In the shorter term, the UK Government is responding to these issues with two further initiatives. On 19 August 2022, the Department for Transport ("DfT") announced that the Bus Recovery Grant scheme ("BRG"), which was originally due to expire in October 2022, would be extended to 31 March 2023. The BRG is designed to compensate bus operators for the absence of revenue as the industry recovers from COVID-19. This amounts to a commitment by the UK Government of a further £130 million to bus services in England outside of London in this recovery period. Subsequently, on 3 September 2022, the DfT announced that it would invest up to a further £60 million in bus services in England outside of London via a fare capping scheme. The objective of this scheme is, in the context of the cost-of-living crisis, to ensure access to affordable public transport. The scheme will cover the three-month period from 1 January 2023. In the medium term, large-scale investment by the UK Government continues under the banner of its National Bus Strategy and is viewed by the Board as positive for the UK bus industry. The Company, as encouraged by the DfT, continues to work closely with all the local authorities in whose areas it operates, particularly those which have received funding for Bus Service Improvement Plans, to redefine and reshape bus networks in order to take account all of these industry trends and Government initiatives.

 

These trends are expected to produce continued turbulence in the bus industry, which should bring a healthy flow of opportunities to the Company, much like the acquisitions made during the year, for both organic growth and acquisitions.
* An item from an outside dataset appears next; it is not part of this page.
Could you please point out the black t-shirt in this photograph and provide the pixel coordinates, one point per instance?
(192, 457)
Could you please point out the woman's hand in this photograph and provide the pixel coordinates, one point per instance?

The Board is of the view that the Group has available to it ample bank facilities to cater for any such growth opportunities, including the utilisation of its revolving loan facility with HSBC Bank plc, which at present is undrawn. For all these reasons, and despite the increased cost of living, fluctuating fuel prices and general rise of inflation, the Board remains very confident about the future prospects of the Company.

 

The information contained within this announcement is deemed by the Company to constitute inside information as stipulated under the Market Abuse Regulations (EU) No. 596/2014 as it forms part of UK Domestic Law by virtue of the European Union (Withdrawal) Act 2018.

 

 

Rotala Plc

0121 322 2222

John Gunn, Chairman
Simon Dunn, Chief Executive
Kim Taylor, Group Finance Director


 

Shore Capital

 

020 7408 4090

Tom Griffiths / James Thomas / Lucy Bowden (Corporate Advisory)
Henry Willcocks (Corporate Broking)


About the business

Rotala provides a range of transport solutions, ranging from local bus services under contract to local authorities, through to commercial bus routes. Rotala has operations at Heathrow Airport, in the East and West Midlands and in the North West. Operating companies are Diamond Bus Ltd, Diamond Bus (North West) Ltd, Diamond Bus (East Midlands) Ltd, Hallmark Connections Ltd and Preston Bus Ltd.